FORESTRY and Land Scotland (FLS) has revealed that the UK as a whole is ‘far too vulnerable’ to fluctuations in the global timber market, but that Scotland is well placed to ‘mitigate’ the risk by stepping up its commercial forestry sector.
The organisation highlighted research showing that home-grown timber makes up only around 33% of the UK market and believes there is ‘significant, unmet domestic demand’ for more structural timber and pallet wood.
Mick Bottomley, FLS head of marketing and sales, said, “Scottish-based timber manufacturers could potentially triple production to meet current and anticipated future demand and produce a greater share of the remaining 67% of the market which is currently imported, predominantly from Scandinavia, Latvia and Germany.

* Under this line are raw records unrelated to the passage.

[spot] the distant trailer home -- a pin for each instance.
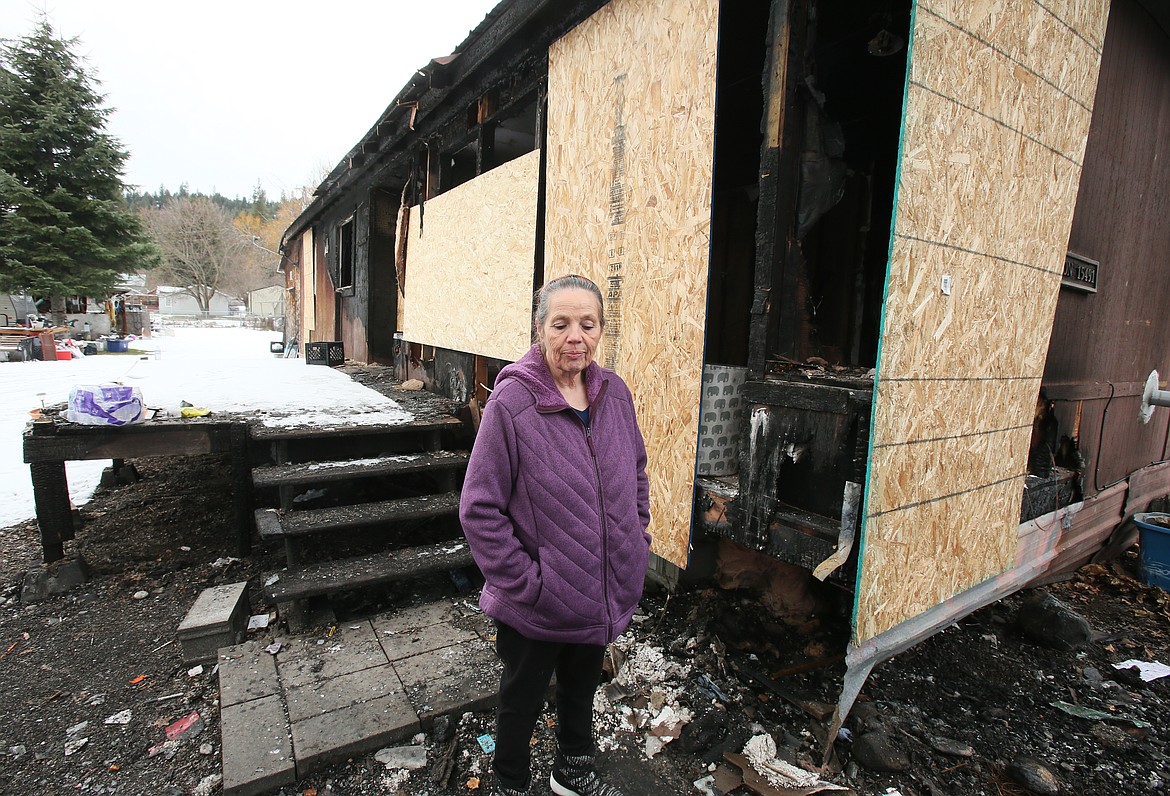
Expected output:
(267, 302)
(177, 301)
(887, 307)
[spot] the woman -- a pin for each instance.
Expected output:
(555, 507)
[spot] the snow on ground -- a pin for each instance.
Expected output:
(225, 370)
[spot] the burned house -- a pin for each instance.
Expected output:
(916, 248)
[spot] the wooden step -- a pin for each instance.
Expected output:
(365, 571)
(273, 434)
(322, 472)
(273, 523)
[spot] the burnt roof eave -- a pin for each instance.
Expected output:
(336, 180)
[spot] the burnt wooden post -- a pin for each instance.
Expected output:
(54, 513)
(775, 285)
(241, 484)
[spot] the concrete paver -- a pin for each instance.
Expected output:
(342, 691)
(363, 727)
(370, 683)
(352, 647)
(246, 672)
(257, 750)
(401, 645)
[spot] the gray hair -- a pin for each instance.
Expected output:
(568, 282)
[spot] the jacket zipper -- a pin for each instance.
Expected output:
(605, 536)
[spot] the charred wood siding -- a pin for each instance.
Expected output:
(383, 276)
(803, 443)
(1105, 344)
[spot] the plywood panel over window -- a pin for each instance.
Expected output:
(631, 129)
(469, 261)
(997, 114)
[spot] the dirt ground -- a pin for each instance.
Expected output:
(956, 712)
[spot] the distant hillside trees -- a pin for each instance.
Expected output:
(64, 226)
(213, 244)
(200, 246)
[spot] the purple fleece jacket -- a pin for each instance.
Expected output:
(556, 513)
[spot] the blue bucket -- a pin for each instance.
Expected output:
(1155, 549)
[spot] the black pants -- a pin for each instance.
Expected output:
(528, 670)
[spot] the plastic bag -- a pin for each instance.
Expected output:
(105, 405)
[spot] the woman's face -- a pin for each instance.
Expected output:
(571, 331)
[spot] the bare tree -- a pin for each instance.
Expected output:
(200, 246)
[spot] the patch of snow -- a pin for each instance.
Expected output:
(224, 370)
(362, 462)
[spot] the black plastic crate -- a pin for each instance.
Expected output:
(331, 354)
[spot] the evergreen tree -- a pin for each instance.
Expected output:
(64, 227)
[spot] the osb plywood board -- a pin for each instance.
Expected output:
(924, 409)
(935, 469)
(1060, 50)
(967, 68)
(993, 134)
(929, 547)
(469, 268)
(968, 180)
(984, 329)
(630, 148)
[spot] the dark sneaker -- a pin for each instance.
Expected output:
(576, 776)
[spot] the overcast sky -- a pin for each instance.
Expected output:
(221, 94)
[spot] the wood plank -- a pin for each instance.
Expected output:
(323, 472)
(268, 433)
(1146, 485)
(341, 517)
(139, 441)
(348, 574)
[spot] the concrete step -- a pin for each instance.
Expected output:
(274, 523)
(365, 571)
(276, 434)
(323, 472)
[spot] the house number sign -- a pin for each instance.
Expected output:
(1080, 273)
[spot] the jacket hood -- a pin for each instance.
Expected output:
(532, 371)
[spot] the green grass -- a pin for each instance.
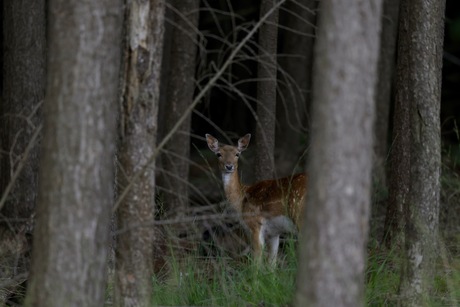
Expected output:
(224, 282)
(198, 281)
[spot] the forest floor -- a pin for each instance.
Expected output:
(219, 272)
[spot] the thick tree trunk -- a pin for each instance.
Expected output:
(76, 170)
(295, 73)
(419, 71)
(138, 128)
(334, 236)
(264, 166)
(179, 96)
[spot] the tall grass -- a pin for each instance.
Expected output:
(220, 281)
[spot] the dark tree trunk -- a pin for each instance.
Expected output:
(264, 166)
(179, 96)
(419, 70)
(23, 92)
(144, 25)
(295, 73)
(20, 131)
(76, 170)
(334, 236)
(387, 61)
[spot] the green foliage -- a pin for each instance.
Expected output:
(223, 282)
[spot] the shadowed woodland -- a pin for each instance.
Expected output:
(111, 195)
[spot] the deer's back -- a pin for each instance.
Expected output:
(271, 198)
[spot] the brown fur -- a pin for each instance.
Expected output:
(268, 205)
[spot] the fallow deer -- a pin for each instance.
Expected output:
(269, 208)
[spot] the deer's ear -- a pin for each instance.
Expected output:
(213, 143)
(244, 142)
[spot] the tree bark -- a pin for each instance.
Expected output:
(264, 166)
(295, 73)
(23, 92)
(76, 171)
(419, 71)
(386, 67)
(138, 128)
(20, 131)
(180, 88)
(334, 236)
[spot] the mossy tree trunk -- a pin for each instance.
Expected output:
(419, 86)
(144, 27)
(333, 239)
(71, 236)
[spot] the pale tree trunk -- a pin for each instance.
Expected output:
(295, 73)
(334, 236)
(179, 96)
(20, 127)
(266, 93)
(71, 237)
(144, 26)
(383, 96)
(419, 66)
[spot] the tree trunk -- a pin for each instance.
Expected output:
(20, 130)
(295, 73)
(334, 236)
(23, 92)
(138, 128)
(383, 98)
(180, 88)
(419, 70)
(266, 93)
(76, 171)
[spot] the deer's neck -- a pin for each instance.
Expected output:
(234, 190)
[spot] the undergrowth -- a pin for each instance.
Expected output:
(197, 281)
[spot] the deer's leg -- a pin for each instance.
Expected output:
(258, 240)
(274, 243)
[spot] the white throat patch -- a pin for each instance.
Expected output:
(226, 177)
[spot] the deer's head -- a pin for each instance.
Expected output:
(228, 155)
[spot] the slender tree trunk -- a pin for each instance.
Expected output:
(334, 236)
(266, 93)
(20, 131)
(23, 92)
(387, 61)
(76, 171)
(138, 128)
(399, 157)
(180, 88)
(295, 73)
(419, 70)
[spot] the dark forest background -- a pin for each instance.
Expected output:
(119, 172)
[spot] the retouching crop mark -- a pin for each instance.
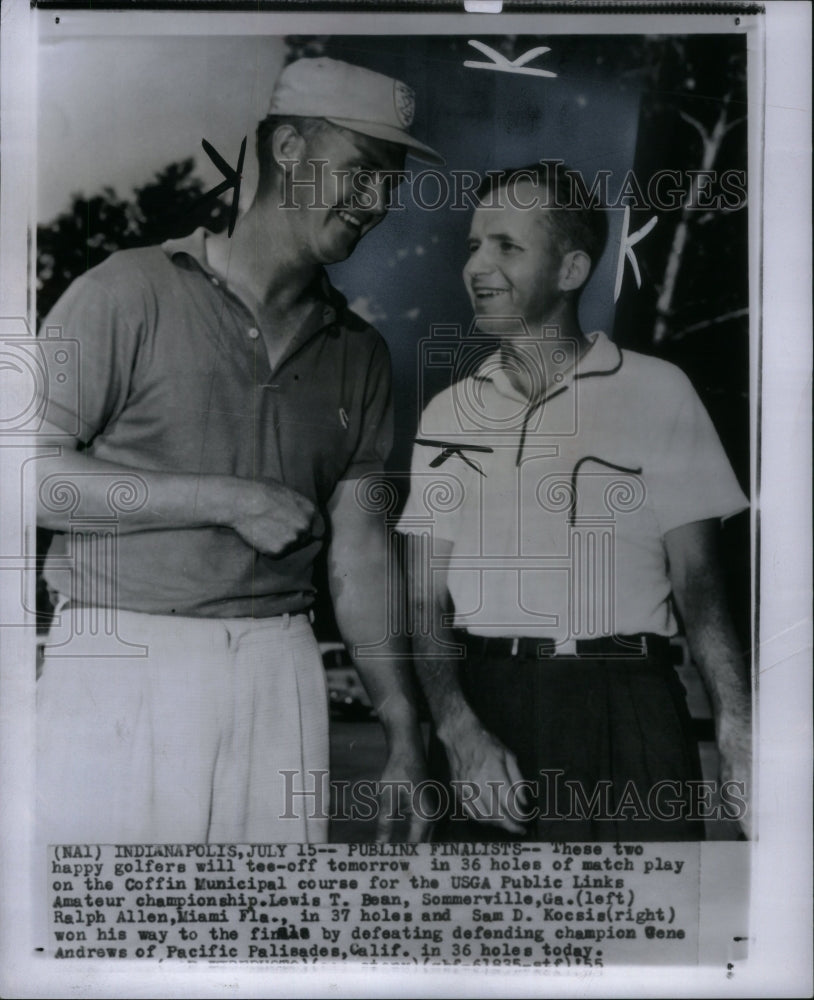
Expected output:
(629, 240)
(450, 449)
(500, 64)
(233, 178)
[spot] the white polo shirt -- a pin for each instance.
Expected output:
(556, 511)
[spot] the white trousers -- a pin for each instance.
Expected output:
(187, 744)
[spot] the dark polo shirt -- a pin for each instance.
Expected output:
(174, 376)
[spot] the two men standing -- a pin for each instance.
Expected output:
(233, 382)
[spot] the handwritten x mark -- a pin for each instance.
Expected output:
(233, 178)
(449, 449)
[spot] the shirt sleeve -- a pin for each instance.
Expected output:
(689, 476)
(85, 396)
(437, 493)
(376, 434)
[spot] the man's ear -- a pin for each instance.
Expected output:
(287, 145)
(574, 271)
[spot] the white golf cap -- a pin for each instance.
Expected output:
(351, 97)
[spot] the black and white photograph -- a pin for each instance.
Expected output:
(398, 527)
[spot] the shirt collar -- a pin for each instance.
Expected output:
(194, 246)
(603, 357)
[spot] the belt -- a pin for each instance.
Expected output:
(643, 644)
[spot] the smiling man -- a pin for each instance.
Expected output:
(228, 384)
(582, 486)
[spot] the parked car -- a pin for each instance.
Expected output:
(346, 692)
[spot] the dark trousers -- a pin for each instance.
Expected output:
(607, 739)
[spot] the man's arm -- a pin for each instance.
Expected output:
(268, 516)
(476, 757)
(698, 587)
(361, 591)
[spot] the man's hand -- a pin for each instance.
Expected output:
(698, 587)
(487, 780)
(272, 517)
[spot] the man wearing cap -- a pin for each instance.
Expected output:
(565, 500)
(225, 384)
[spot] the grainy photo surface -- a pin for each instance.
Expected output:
(389, 465)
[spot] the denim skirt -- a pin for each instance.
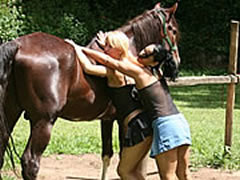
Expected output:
(169, 132)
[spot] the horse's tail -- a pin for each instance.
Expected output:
(8, 51)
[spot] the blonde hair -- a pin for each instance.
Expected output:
(119, 40)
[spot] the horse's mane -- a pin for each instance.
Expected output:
(146, 28)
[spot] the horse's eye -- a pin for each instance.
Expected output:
(169, 28)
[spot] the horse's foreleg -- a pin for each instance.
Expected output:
(107, 149)
(37, 143)
(12, 113)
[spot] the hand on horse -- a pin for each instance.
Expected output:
(101, 36)
(73, 44)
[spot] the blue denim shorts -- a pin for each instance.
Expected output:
(169, 132)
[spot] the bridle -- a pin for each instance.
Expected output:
(165, 38)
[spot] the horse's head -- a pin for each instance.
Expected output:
(169, 32)
(155, 26)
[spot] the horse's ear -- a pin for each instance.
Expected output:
(172, 9)
(157, 6)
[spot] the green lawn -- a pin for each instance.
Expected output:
(203, 106)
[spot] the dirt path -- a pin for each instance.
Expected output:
(88, 167)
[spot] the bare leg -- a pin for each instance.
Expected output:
(107, 151)
(183, 171)
(132, 161)
(38, 141)
(167, 164)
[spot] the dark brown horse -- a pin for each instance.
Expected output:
(40, 74)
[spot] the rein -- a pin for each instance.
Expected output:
(166, 38)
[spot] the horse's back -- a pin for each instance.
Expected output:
(50, 81)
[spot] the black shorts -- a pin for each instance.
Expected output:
(139, 128)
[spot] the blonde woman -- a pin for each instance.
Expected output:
(137, 127)
(171, 133)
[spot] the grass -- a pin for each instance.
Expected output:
(203, 106)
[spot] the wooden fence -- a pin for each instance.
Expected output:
(231, 79)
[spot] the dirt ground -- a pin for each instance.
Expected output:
(88, 167)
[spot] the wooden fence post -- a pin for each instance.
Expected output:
(232, 69)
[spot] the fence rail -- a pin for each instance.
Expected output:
(192, 81)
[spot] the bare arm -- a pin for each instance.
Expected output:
(125, 67)
(142, 76)
(88, 67)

“There is also significant potential to expand Scotland’s one fifth of forested land area so that we can be more self-reliant in our requirements for timber.”
FLS believes the timber market is set to become increasingly competitive in future years – suggesting the opportunity must be seized now.
Mick Bottomley added, “Transport and energy costs will increase; emerging economies around the world will demand more timber and timber producing countries may be required to use more of their own timber at home as they seek to meet stricter climate protocols and net zero targets. Sweden is recording the lowest stock levels in 20 years and this trend is likely to be further exacerbated as current issues like wildfires, tree diseases and pests, exert additional worldwide pressures on the supply of timber.
“The UK can attempt to compete for diminishing supplies on the world market against growing economies such as China and India or do something to mitigate its exposure to these forces, by planting more commercial forestry now so that we are more self-sufficient in the future.”
FLS explained its sustainable management of existing productive forests aims to bring three million tonnes of timber to market every year. This year, the organisation is planting 25 million trees and acquiring land for new productive and native woodland creation.